I shrug, trying not to look suspicious as she stands beside me with her arms folded, "I just wanted to stop by." I say without looking at her.
"Dear, it's four am. This isn't just your casual how-do-you-do." She looks at me studiously.
I search for words in the long wooden table, filled with outdated magazines, and a bowl filled with stale candy, "It's private, I'm sorry Melinda." I say finally.
She looks at me, still assessing, but before she could speak, I hear hands clap once, and appears my father. He's wearing a white jacket, several pens and a note pad in his jacket pocket; his chestnut hair trimmed short; his face clean and shaven; his beady eyes glancing me over, assessing me, like I'm just another experiment… He will never change.
"Angel," he says, his arms outstretched, and I come to my feet, nervously exchanging a hug with him as he calls me by his given nickname. I hadn't heard him say it in years, which stirs something inside of me, but I don't survey it farther than that.
"Hi, daddy," I say, as he pulls away from me; a quick press of a hug, and that's all with him.
As I stand in front of him, he seems shorter than I remember; I can almost see the complete top of his head.
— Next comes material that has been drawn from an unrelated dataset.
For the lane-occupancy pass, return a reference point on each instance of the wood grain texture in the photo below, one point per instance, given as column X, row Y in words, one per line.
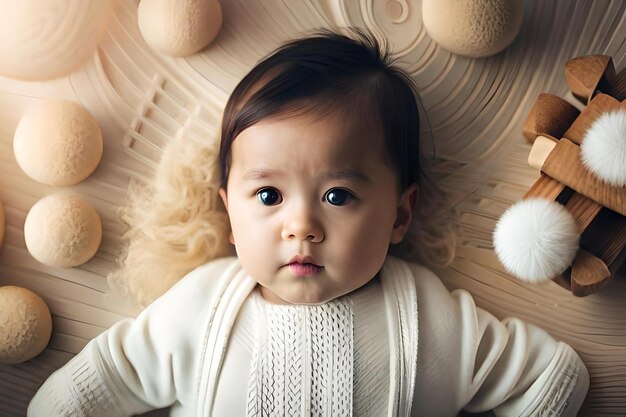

I stick my hands into my pants pockets, as silence presses between us. I retreat to the sofa, not returning to my mother's chair, like I did as a kid; mother's things don't get touched.
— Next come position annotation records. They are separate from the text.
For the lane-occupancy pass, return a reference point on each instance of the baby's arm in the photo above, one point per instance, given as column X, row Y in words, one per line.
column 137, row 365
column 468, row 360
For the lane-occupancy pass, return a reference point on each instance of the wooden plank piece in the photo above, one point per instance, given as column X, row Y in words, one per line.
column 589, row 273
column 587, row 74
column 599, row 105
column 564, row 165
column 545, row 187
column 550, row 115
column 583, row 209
"What brings you by, kiddo?" He inquires, still studying me, looking at my neck, my arms, my legs, then back to my neck; it makes me feel like a wild animal almost.
I take a nervous look around, making sure that Melinda had left. She was nowhere in sight, so I take a letter from my purse, and hand it to him. "Something strange happened to me tonight, and when I woke up, there was a letter for you. I was hoping you could tell me what this is all about."
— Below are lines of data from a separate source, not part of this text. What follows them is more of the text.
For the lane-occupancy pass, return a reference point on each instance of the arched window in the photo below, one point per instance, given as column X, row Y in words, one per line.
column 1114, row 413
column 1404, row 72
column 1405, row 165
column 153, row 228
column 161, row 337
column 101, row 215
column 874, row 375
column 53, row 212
Before he takes the letter, he pulls two white gloves from his right side pocket, he pulls them on and then he takes the letter, surveying me one more time, and then looking at it. He looks at the front for some time, his fingers guiding across the letters one by one. I watch, methodically, trying to figure out what he might be thinking. He holds it up to the light; I see the blackness of a letter inside of the envelope making me shudder. Then, a moment later, he turns it over, measuring the stamp, his eyes squinting even more than they already seem to be. He swallows hard, I see his jaw clench, and then, he takes the letter out. He reads it; his eyes scanning each line over and over and over again. It feels like an eternity before he finally looks at me again. His expression unchanging; I'm just another one of his scientific creations to him.
We look at each other for a second more, "I have to show you something." He says, with a tight smile. I nod. He turns around; he puts the letter into his pocket, and keeps his hands there. I follow him, returning to the foyer room. I glance over at the canvas once more, feeling somewhat relieved by his reaction, and I realize it's a picture of Him, Chelsea, and Darius. Like a dagger to the heart, something sharp sinks into my neck. I clench my jaw hard, going to my knees from the pressure, and my hand attaching to his arm. I feel another one of my teeth detach, spitting it onto the floor, as I feel like the world begins to spin around me. My father, standing over me now, his hand on the plunger of a syringe jutting from my neck, and his other supporting my head as I begin to lose consciousness.